The introduction of direct-acting antiviral agents (DAAs) has transformed the treatment of hepatitis C virus (HCV) infection, and pangenotypic regimens are now available that deliver high rates of sustained virologic response (SVR) across all HCV genotypes (GTs).[1] Currently available treatment approaches may be further optimized through the development of a once-daily, short-duration, oral regimen suitable for use in most people with HCV infection without regard for cirrhosis status, prior treatment status or administration with food and that does not have complex drug interactions. Currently, several two-drug treatment regimens are available for the treatment of HCV infection. Glecaprevir/pibrentasvir[2] and sofosbuvir (SOF)/velpatasvir[3] are approved for the treatment of all six major HCV genotypes, SOF/ledipasvir[4] is approved for people with HCV GT1, GT4, GT5 or GT6 infection, and elbasvir/grazoprevir[5] is approved for those with GT1 or GT4 infection.

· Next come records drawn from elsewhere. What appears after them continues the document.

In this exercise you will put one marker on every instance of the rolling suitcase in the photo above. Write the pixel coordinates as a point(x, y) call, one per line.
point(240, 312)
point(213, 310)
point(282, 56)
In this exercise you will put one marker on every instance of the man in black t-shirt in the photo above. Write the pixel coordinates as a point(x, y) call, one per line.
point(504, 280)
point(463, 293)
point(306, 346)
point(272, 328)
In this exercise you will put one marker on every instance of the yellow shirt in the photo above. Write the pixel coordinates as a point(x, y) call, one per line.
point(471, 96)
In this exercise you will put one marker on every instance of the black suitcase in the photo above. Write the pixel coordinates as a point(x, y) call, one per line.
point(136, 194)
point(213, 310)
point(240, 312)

With each of these regimens, the treatment duration and/or requirement for ribavirin coadministration can vary, depending on factors such as HCV genotype, prior treatments for HCV infection, presence of drug-resistant HCV variants or presence of cirrhosis.[2–5]

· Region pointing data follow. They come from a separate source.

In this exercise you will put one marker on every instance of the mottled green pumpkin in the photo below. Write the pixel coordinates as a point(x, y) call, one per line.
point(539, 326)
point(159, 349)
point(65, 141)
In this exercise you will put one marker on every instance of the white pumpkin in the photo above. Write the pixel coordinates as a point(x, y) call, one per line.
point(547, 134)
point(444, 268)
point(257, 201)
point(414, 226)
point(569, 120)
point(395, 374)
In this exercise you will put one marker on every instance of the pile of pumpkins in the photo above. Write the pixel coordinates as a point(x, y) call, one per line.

Ruzasvir (RZR, MK-8408) is a potent HCV nonstructural protein 5A (NS5A) complex inhibitor with pangenotypic activity in vitro against resistance-associated substitutions (RASs) selected by first-generation NS5A inhibitors in individuals with HCV GT1a infection.[6] Uprifosbuvir (UPR, MK-3682) is a potent HCV NS5B polymerase nucleotide inhibitor with pangenotypic activity in vitro and a high barrier to resistance. In the phase II C-CREST studies,[7–9] the three-drug regimen of RZR 60 mg plus UPR 450 mg combined with grazoprevir (GZR, an approved NS3/4A protease inhibitor) 100 mg, with or without ribavirin (RBV), demonstrated promising efficacy and excellent tolerability in approximately 800 participants. These studies enrolled a broad patient population that included treatment-naive and prior interferon (IFN)–experienced, cirrhotic and noncirrhotic participants with HCV GT1, GT2, GT3, GT4 or GT6 infection, and participants with virologic relapse after treatment with all-oral, DAA regimens. The RZR/UPR/GZR combination without RBV for 12 weeks was highly effective and well tolerated in cirrhotic and noncirrhotic, treatment-naive or interferon-experienced participants with HCV GT1, GT2, GT3, GT4 or GT6 infection.[8,9] Furthermore, RZR/UPR/GZR with RBV for 16 weeks or without RBV for 24 weeks was highly effective and well tolerated in GT1-infected participants with virologic relapse after prior treatment with an NS5A inhibitor–containing all-oral DAA regimen.[7] Given the high efficacy of RZR/UPR/GZR in the C-CREST studies and the availability of other effective two-drug treatment regimens, the aim of the present study was to assess the efficacy and safety of a two-drug regimen of RZR 60 mg plus UPR 450 mg without RBV administered for 12 weeks in participants with GT1-6 infection.